O Globo, 5 de março de 2004

Em artigo recente, Alexandre Soares Silva, simpático e talentoso blogueiro de São Paulo, comete o desatino de me fazer os mais rasgados elogios, mas, nas linhas finais, recupera o bom-senso e censura com aspereza minha insistência em falar do Foro de São Paulo.

Boa parte dos louvores que recebo são assim. Dão-me dez em português e matemática, mas insinuam que só me deram cinco de comportamento por indulgência paternal, já que na verdade eu mereceria zero.

O critério subjacente é, por si, um retrato do estado de coisas.

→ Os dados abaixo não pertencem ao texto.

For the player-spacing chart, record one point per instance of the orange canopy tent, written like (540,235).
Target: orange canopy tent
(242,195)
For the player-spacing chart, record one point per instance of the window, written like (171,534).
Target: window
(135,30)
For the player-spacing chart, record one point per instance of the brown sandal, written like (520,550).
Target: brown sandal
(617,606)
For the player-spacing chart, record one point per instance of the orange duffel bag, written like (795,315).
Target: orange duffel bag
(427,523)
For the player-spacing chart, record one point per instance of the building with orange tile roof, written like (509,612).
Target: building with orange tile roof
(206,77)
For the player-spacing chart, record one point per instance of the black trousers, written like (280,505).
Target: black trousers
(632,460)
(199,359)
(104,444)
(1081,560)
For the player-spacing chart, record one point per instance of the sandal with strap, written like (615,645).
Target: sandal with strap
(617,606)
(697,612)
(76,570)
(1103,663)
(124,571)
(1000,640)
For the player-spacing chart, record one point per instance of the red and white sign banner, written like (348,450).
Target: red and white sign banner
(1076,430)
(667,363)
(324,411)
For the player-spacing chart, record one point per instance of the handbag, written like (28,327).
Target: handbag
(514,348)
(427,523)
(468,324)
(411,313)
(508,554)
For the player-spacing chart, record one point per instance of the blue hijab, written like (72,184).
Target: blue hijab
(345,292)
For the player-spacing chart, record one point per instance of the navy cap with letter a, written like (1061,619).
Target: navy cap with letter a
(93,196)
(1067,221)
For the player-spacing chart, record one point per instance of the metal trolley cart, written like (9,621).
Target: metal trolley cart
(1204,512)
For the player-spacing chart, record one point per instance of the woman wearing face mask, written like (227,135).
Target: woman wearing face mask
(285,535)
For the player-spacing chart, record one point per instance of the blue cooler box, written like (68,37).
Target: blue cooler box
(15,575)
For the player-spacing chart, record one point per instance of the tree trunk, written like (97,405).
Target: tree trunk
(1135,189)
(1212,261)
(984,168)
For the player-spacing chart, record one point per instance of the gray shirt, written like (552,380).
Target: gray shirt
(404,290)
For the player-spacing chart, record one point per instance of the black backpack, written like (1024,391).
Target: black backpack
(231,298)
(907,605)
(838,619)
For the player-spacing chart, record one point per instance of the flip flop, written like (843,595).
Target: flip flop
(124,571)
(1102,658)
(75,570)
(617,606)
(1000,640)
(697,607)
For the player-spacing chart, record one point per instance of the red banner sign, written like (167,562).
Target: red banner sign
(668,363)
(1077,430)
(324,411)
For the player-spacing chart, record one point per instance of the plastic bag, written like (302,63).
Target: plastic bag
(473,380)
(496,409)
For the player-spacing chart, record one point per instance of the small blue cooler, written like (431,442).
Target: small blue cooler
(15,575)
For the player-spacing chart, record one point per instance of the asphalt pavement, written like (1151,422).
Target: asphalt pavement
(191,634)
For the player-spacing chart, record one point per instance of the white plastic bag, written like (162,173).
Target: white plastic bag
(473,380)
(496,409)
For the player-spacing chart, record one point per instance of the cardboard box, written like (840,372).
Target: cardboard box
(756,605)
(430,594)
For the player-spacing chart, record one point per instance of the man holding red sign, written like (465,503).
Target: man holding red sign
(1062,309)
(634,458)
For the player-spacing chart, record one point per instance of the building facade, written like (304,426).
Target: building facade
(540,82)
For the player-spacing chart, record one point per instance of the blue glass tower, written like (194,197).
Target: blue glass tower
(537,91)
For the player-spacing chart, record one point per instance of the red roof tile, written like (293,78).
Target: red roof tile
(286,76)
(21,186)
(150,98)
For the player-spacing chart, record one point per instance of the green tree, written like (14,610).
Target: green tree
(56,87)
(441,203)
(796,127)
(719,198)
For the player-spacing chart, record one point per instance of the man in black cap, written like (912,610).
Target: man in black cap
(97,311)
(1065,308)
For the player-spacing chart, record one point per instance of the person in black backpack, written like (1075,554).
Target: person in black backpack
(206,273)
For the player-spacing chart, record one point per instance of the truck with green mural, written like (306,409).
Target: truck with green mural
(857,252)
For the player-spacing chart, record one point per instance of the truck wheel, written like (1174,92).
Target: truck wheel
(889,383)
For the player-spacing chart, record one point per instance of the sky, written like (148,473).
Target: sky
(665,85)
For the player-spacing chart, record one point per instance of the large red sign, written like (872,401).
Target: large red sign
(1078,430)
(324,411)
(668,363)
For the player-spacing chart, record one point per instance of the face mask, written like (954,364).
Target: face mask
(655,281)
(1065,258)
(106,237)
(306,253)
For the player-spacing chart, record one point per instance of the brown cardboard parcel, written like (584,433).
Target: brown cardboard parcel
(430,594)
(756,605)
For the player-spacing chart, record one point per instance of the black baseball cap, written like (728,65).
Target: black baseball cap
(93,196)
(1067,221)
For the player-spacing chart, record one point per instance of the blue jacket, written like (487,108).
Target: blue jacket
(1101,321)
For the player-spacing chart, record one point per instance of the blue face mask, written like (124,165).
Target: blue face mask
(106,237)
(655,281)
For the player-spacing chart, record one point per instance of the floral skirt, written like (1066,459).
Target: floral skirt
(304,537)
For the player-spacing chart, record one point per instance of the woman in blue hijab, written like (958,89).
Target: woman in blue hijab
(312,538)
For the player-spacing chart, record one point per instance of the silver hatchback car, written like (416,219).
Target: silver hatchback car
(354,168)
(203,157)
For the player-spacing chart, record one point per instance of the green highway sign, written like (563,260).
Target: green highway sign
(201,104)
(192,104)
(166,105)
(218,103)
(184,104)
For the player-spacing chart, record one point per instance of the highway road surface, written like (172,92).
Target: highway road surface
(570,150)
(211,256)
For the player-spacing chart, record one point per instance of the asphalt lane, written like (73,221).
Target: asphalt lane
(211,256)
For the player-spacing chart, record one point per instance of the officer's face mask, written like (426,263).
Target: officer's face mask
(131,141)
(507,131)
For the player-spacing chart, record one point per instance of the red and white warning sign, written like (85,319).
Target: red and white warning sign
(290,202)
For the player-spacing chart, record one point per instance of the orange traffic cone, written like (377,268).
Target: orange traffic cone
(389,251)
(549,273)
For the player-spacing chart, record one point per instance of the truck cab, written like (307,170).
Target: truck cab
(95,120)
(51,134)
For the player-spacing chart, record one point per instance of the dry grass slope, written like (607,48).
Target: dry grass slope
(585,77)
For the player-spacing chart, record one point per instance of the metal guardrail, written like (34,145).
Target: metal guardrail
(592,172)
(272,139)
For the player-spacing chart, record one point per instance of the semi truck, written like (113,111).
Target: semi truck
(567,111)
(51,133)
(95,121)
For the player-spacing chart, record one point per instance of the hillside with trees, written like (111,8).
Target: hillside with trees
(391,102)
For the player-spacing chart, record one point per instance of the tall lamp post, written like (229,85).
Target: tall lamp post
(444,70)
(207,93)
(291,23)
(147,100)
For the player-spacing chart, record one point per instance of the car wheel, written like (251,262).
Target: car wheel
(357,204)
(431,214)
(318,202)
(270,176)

Desde logo, a reprimenda à teimosia individual de tocar no assunto proibido vem desacompanhada de qualquer advertência quanto à obstinação geral em omiti-lo. O preceito subentendido é que esta última é normal e saudável, aquela um vício sem perdão.

Tendo em vista que o assunto referido é a maior organização política da América Latina e que essa organização tem uma estratégia continental em avançado estágio de implantação em vários países, sem referência à qual é impossível compreender o que neles se passa, a conclusão implícita do julgamento acima é que a missão do comentário político não é analisar a realidade, mas variar semanalmente a escolha de seus assuntos de maneira a conservar os leitores num agradável estado de fruição lúdica, como o fazem os cronistas digestivos.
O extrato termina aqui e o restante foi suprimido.